CANADA FX DEBT-C$ pulls back from 3-month high

* Canadian dollar at C$1.2899, or 77.53 U.S. cents
    * Bond prices higher across the maturity curve

    TORONTO, Oct 16 (Reuters) - The Canadian dollar pulled back
from its strongest level in  three months against its U.S.
counterpart on Friday, as oil rose after a week of losses and
other commodity prices slipped on slowing demand growth.
    The loonie, as Canada's currency is colloquially known, is
on track for a 0.3 percent gain on the week despite oil's
decline, fueled by investor concerns that weak economic
conditions will convince the U.S Federal Reserve not to raise
rates this year.
    * At 9:11 a.m. EDT (1311 GMT), the Canadian dollar 
traded at C$1.2899 to the greenback, or 77.53 U.S. cents, weaker
than Thursday's close of C$1.2847, or 77.84 U.S. cents.
    * The Canadian dollar was outperforming other commodities
currencies and the Japanese yen, but slipped against the euro,
British pound and Swiss franc.
    * U.S. crude prices were up 1.7 percent to $47.18 a
barrel, while Brent crude added 1 percent to $50.23.
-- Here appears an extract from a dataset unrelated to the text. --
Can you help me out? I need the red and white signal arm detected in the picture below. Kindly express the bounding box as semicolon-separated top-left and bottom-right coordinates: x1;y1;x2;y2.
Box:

Copper prices declined 0.6 percent to $5,274.5 a tonne.
    * The currency is expected to trade between C$1.2840 and
C$1.2940 during the session, according to RBC Capital Markets.
    Canadian government bond prices were moderately higher
across the maturity curve, with the two-year up 1
Canadian cent to yield 0.532 percent and the benchmark 10-year
 up 9 Canadian cents to yield 1.432 percent.